Deze eerste kerstdag heb ik extra goed voor de vogels gezorgd. Eerst de tegels geveegd, er liggen nogal wat uitwerpselen door al dat vogelbezoek. Terwijl ik aan het vegen was, zag ik iets geel liggen. Het bewoog ook nog… een rups. Die heb ik expres laten liggen voor wie weet welke vogel ‘m lust. Verder de schoteltjes met zaad gevuld, vetbollen ververst en de afgekloven restjes op de grond gelegd. De pindakaaspot was nog niet leeg, die heb ik dus niet verwisseld. Zo, nu konden ze er weer even tegenaan. Nou en dat deden ze.
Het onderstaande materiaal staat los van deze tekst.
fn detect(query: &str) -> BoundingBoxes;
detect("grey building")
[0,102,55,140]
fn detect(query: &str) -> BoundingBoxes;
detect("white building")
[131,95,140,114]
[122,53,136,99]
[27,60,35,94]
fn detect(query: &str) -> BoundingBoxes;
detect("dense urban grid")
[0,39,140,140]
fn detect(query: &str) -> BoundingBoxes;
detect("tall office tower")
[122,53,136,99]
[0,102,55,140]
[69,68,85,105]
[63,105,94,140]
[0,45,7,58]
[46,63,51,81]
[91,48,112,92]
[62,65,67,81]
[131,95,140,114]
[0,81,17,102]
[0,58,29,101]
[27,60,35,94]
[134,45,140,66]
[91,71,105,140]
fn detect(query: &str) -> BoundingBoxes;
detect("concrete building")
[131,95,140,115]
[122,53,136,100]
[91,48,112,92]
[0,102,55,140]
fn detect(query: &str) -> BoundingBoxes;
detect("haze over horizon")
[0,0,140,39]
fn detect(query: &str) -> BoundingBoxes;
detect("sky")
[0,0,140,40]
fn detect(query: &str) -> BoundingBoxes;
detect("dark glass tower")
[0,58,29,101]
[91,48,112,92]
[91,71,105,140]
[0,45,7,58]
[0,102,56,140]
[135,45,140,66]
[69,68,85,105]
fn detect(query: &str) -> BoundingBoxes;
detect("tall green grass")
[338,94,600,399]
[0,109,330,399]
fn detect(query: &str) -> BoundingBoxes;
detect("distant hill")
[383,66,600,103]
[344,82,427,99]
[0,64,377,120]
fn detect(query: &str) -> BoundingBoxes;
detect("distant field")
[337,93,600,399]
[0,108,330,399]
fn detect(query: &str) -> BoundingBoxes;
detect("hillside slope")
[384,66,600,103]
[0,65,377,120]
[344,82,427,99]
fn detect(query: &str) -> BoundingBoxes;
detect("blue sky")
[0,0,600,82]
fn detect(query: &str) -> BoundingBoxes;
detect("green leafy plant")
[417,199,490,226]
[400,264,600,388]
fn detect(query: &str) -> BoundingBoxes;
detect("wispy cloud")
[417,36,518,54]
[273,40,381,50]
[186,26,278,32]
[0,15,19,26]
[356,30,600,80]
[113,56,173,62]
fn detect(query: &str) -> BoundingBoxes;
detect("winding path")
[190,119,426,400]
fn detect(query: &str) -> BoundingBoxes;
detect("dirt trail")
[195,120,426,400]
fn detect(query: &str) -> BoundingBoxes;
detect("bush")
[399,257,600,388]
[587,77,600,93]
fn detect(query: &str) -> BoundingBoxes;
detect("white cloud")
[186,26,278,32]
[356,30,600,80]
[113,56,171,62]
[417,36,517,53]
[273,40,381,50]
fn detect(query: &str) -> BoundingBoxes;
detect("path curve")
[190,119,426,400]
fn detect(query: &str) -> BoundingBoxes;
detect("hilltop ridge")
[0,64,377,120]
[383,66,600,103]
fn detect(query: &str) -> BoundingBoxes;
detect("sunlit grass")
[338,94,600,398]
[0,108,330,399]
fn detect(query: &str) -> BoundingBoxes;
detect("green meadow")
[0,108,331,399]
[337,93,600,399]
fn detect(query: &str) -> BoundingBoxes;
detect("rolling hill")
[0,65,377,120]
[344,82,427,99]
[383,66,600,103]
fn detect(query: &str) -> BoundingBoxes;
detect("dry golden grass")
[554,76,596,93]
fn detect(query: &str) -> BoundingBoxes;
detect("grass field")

De roodborst kwam eerst even poolshoogte nemen onder de voederstandaard. Genoeg lekkers te vinden. Maar zijn oog viel even later op iets anders: verse proteïnen. Hij had de rups in no time naar binnengewerkt. Zo, dat smaakt!
De vink maalde met zijn snavel het velletje van de pit eraf om bij de zonnebloempit-kern te komen. En de mussen lustten overal wel pap van, die scharrelen her en der hun kostje bij elkaar.
Deze koolmees had dorst maar het water was bevroren. Maar waar een wil is, is een weg. Ook via een scheurtje kun je aan water komen. Wel goed om je heen kijken en vooral omhoog. Gevaar kan van alle kanten komen.
En de pimpel had zo’n zin in die pindakaas. Maar ja, als je zo klein bent, moet je diep gaan om bij de achterkant te komen. Heel snel dan en dan gauw weer naar buiten. Je moet er toch niet aan denken dat er opeens een spreeuw wil bikken en jij nog in de pot zit. Een spreeuw wil geen hond in de pot vinden maar zeker geen pimpel.
Op het dak van de achterburen vond nog een onderonsje plaats. Eksters en kauwtjes zijn familie van elkaar. Toch liet dit kauwtje even weten wie er de baas was. Één ekster werd van achteren in de staart gepikt en de ander werd gesommeerd zijn plekje op te geven: moeven! Hopelijk hebben ze later weer vrede gesloten.